N3’s handsome, saturnine face crinkled in a wolfish grin. It wouldn’t get out — not if he had anything to say about it. It was just one more angle to this job — find that arms shipment and stop it! That must take priority even over killing his other self.
He scanned the paper again. Rifles — and Mis at that! Light and heavy machine guns. Grenades. Bazookas and light anti-tank guns!
Five million rounds of ammunition!
Nick Carter heard it then. A faint sliding sound somewhere in the house. In one rapid motion he flicked off the light, snatched the stiletto out of the dead krait, and ran on tiptoe to a wall near the study door. He liked something solid against his back.
The sound was not repeated. N3 waited, tensed and ready, breathing noiselessly through his open mouth. Not one of his superb muscles so much as quivered. He was an unseen statue — the perfect hunter doing what he was best at — the waiting stalk.

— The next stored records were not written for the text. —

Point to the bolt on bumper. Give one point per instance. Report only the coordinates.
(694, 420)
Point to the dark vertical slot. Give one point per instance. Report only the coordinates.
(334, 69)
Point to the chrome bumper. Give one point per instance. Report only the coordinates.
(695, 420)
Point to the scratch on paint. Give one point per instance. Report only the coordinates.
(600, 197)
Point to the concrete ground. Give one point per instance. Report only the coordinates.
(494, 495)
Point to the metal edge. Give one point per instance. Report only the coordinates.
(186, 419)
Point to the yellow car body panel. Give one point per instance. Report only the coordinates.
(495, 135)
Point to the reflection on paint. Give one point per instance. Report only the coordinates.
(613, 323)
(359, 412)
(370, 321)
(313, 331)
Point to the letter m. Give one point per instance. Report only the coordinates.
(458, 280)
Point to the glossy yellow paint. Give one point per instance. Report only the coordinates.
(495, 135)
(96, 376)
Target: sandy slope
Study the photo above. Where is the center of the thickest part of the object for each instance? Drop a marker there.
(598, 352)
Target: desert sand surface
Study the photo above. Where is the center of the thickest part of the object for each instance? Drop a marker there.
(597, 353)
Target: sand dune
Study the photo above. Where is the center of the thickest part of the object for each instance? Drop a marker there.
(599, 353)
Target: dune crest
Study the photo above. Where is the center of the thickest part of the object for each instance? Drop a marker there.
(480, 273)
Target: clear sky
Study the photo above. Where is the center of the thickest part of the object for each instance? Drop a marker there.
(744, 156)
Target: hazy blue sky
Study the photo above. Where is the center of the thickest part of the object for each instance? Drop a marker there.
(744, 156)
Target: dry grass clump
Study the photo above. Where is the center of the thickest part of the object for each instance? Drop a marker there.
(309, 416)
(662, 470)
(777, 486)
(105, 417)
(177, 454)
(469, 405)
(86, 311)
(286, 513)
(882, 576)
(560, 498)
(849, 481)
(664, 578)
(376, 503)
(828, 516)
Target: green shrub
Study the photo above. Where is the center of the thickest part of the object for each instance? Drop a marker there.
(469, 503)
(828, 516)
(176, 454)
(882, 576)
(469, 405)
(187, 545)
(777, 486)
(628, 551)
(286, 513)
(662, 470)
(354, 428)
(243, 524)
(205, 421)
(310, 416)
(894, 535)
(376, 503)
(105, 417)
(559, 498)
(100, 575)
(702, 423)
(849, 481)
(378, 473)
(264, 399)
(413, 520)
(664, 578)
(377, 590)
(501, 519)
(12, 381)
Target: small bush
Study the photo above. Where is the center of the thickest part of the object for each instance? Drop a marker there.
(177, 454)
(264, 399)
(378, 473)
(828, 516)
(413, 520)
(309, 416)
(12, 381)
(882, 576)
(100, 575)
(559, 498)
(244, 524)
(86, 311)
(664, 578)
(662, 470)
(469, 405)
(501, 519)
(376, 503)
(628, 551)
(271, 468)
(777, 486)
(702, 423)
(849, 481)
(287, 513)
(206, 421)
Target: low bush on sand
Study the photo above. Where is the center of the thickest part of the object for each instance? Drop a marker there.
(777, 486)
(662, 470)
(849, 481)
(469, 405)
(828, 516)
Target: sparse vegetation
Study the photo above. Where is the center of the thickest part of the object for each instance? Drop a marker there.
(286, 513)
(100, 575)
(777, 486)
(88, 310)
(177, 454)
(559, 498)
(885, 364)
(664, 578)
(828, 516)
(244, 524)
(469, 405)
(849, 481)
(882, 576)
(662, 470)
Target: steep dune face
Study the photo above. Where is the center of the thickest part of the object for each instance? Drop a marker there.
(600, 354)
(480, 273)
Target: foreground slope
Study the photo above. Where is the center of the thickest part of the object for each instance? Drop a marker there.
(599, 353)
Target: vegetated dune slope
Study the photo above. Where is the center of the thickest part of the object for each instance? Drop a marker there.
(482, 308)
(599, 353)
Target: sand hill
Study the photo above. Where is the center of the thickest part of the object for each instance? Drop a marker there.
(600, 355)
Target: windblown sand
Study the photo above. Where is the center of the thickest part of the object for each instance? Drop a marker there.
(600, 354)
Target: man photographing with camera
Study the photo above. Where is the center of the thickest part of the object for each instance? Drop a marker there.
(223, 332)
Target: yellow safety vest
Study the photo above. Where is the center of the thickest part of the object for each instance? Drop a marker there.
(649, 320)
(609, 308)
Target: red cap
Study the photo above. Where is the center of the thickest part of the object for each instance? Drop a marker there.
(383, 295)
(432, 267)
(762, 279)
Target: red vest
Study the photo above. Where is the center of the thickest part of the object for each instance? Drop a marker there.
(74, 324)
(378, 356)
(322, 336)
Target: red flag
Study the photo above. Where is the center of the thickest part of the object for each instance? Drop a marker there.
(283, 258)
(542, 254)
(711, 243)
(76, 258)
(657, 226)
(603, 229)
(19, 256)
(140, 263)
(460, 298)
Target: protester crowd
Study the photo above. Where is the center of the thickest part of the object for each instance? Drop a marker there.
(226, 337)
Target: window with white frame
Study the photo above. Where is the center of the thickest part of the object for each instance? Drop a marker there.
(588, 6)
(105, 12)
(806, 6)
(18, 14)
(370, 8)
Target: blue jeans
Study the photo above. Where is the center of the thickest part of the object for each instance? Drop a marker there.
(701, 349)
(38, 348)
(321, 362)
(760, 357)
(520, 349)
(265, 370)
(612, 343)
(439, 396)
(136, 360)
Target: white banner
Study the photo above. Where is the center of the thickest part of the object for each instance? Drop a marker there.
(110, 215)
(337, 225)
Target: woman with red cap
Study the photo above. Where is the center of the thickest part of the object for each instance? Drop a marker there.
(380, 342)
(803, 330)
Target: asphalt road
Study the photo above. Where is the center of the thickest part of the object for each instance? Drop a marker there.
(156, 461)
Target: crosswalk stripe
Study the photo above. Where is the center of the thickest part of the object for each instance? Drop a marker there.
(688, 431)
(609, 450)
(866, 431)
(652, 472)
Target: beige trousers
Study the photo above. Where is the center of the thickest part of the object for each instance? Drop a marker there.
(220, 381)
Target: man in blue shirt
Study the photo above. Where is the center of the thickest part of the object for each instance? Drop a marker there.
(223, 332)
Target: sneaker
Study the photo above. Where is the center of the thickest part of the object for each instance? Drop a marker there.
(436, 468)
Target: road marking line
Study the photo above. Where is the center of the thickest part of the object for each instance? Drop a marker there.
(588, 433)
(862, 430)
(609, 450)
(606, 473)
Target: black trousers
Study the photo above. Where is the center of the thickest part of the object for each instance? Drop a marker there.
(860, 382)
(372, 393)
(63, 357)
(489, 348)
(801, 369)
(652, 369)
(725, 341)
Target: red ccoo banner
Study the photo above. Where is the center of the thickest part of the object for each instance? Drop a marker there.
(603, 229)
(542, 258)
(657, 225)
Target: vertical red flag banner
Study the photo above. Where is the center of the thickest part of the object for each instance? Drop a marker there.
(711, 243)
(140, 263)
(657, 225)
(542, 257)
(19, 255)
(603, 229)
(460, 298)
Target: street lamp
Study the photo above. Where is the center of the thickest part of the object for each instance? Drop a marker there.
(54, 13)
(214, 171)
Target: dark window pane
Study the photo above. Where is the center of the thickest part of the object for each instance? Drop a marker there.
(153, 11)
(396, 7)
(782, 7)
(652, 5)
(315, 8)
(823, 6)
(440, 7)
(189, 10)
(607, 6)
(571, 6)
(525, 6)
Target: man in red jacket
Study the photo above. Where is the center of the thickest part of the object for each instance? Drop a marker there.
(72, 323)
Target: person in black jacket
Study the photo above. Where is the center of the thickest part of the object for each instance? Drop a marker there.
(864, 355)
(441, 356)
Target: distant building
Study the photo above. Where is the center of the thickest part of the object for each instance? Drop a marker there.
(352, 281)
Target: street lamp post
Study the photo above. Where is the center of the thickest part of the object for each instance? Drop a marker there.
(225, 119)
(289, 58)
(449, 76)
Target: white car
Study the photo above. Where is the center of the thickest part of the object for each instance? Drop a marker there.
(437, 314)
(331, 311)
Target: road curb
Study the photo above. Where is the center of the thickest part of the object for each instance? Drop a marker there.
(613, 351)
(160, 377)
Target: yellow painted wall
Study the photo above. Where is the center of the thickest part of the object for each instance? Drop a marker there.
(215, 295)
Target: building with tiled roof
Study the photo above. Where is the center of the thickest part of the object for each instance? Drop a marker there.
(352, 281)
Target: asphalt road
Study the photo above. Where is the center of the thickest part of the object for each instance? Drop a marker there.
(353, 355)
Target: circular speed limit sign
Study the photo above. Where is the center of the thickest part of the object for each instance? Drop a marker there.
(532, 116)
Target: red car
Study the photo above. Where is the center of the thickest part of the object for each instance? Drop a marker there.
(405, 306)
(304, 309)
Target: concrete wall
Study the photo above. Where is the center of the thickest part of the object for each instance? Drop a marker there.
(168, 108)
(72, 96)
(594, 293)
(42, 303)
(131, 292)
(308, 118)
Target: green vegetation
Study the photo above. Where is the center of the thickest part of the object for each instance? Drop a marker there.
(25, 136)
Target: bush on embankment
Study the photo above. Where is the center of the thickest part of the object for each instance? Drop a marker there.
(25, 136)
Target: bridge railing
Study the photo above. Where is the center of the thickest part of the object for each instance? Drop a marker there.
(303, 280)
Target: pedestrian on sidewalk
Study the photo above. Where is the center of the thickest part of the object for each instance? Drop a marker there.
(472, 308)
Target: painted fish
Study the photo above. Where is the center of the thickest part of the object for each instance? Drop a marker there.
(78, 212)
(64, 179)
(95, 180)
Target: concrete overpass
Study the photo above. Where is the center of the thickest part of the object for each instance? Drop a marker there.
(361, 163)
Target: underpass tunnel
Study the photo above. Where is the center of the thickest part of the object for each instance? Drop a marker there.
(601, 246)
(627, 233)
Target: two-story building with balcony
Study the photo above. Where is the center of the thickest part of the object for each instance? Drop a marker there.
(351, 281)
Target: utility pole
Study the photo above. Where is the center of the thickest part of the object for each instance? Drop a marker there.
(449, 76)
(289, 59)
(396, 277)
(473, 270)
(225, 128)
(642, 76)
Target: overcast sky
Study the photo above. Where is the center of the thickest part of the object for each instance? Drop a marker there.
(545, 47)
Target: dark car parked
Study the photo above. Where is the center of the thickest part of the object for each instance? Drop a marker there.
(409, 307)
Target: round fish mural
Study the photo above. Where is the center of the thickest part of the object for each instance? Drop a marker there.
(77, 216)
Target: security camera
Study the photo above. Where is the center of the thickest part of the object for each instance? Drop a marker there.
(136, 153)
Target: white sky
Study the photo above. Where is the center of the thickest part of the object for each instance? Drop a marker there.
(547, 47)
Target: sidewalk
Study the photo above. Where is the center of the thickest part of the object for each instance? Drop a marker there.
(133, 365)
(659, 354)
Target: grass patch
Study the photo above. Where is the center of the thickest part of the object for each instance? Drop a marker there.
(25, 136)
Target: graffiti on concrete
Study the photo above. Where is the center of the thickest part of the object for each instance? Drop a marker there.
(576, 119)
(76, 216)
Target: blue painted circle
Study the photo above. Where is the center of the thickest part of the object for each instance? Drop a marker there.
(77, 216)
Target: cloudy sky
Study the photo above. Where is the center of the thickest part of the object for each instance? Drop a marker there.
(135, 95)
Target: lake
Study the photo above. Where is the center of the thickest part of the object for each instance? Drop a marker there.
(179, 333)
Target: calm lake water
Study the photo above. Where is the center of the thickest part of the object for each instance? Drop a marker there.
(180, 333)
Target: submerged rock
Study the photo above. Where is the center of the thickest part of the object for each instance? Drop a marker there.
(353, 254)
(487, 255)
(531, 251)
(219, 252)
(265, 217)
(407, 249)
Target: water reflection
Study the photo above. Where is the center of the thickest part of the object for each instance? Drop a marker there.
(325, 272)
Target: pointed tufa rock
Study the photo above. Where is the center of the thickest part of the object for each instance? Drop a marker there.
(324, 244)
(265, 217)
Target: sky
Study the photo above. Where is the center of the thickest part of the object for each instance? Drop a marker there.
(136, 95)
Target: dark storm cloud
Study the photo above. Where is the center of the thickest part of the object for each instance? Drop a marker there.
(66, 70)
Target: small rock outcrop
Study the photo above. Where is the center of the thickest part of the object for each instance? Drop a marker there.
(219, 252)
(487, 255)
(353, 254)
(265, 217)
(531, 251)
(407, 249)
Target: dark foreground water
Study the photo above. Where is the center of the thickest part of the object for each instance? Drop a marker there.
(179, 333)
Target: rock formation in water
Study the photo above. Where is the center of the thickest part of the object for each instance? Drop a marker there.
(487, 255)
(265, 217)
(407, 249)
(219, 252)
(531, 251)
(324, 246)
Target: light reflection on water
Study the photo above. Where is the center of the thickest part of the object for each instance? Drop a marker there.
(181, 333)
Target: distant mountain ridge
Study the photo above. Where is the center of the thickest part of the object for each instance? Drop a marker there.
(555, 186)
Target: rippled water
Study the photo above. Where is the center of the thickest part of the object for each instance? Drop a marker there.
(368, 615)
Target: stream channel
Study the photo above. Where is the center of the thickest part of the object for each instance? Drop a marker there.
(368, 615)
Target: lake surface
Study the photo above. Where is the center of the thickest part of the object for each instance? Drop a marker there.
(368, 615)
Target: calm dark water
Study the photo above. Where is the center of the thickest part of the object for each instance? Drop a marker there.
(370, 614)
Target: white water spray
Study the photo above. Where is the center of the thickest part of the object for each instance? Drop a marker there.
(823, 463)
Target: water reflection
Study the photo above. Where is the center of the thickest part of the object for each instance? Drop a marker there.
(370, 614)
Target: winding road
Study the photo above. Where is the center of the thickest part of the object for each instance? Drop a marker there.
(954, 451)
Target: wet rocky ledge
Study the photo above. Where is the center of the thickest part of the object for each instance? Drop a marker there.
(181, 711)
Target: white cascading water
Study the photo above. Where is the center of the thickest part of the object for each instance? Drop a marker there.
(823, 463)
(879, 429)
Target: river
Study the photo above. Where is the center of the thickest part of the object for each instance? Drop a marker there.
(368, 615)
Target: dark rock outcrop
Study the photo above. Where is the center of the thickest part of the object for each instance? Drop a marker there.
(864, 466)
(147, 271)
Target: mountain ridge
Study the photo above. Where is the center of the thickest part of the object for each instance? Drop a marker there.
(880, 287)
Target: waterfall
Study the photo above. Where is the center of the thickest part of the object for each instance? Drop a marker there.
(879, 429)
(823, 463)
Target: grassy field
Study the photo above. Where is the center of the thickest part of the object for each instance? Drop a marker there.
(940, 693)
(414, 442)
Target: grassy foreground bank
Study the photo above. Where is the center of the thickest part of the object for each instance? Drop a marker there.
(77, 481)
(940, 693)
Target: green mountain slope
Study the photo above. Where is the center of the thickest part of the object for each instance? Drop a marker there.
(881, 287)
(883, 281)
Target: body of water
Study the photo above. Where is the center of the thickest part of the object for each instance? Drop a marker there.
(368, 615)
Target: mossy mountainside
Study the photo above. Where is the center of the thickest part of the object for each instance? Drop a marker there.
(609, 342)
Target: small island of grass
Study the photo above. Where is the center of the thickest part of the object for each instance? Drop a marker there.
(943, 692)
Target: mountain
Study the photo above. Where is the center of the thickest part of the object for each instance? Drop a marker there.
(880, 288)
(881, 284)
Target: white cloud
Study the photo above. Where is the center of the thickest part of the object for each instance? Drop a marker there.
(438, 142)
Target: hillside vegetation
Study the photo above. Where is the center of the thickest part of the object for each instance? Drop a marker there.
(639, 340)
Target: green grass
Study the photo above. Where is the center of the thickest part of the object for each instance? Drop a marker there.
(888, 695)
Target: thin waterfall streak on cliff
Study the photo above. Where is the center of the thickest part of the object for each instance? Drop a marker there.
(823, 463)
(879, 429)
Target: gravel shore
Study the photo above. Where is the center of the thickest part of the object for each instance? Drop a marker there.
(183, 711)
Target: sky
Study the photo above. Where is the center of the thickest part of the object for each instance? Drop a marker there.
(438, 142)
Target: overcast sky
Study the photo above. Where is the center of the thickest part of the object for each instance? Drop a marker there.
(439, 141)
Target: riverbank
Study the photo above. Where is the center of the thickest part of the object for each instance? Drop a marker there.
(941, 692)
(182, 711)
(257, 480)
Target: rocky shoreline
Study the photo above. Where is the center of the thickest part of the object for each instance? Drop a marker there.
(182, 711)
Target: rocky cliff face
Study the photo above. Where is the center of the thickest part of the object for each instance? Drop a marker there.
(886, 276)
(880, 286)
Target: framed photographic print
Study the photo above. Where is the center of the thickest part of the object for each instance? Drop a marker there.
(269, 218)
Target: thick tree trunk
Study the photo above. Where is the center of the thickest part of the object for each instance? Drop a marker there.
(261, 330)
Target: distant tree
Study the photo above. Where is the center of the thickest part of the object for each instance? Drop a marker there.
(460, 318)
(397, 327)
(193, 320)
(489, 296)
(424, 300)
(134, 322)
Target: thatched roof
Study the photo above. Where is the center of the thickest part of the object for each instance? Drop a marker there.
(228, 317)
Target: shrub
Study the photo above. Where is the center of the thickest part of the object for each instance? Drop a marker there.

Five minutes passed in utter silence. The clock’s insistent voice was metronomic in the dark. Nick could count his pulse as it thudded in his temples. He began to realize what he was up against. A man who was supposed to be himself — and who was just as patient, as cunning, and as deadly! And that man, the impostor, was somewhere in the house now! Waiting, even as Nick was waiting. Waiting to see who made the first mistake!
N3 understood something else — his enemy had purposely made that noise. It had not been a slip, a mistake. His enemy had wanted Nick to know that he was in the house. That single small sound had been a challenge. Come and get me!
That, N3 admitted, was the hell of it! He had to go after the other man. The fake agent had all the time in the world— Nick had none to spare. The double had come back to this house because he had reasoned that Nick would come here! And he was — confident, sure of himself, else he would not have signaled his presence. He had an organization behind him, too. A clear escape route laid out. Help within the sound of his voice. N3 had none of these things. He stood alone but for the growing anger and determination in him. The confrontation had come sooner than he had expected.
One other thing was clear. The arms shipment must be on its way. The Chinese agent had attended to that first, then doubled back to ambush Nick as he followed the trail. What queer bravado could have prompted the man to make a sound, to give himself away? A kind of twisted pride — or stupidity? Over-confidence?
Most unprofessional, Nick thought as he went back out the French window in a silent gliding motion. Unprofessional and dangerous. It’s going to get him killed!
For a moment he lingered in the shadows of the porch, listening. Nothing stirred near the house or in it. The planes had gone and the searchlights vanished. A pi dog howled dismally from far off — it sounded nothing like a jackal. Nick thought of Mike Bannion and hoped the little man was obeying orders and wouldn’t come snooping. And wouldn’t get hurt if, indeed, the man inside had helpers about.
He left the porch and moved silently through grass on which droplets of dew were beginning to gather. He had replaced Hugo in the sheath and went with the Luger ready and eager. He would like to do this job silently, but that might not be possible.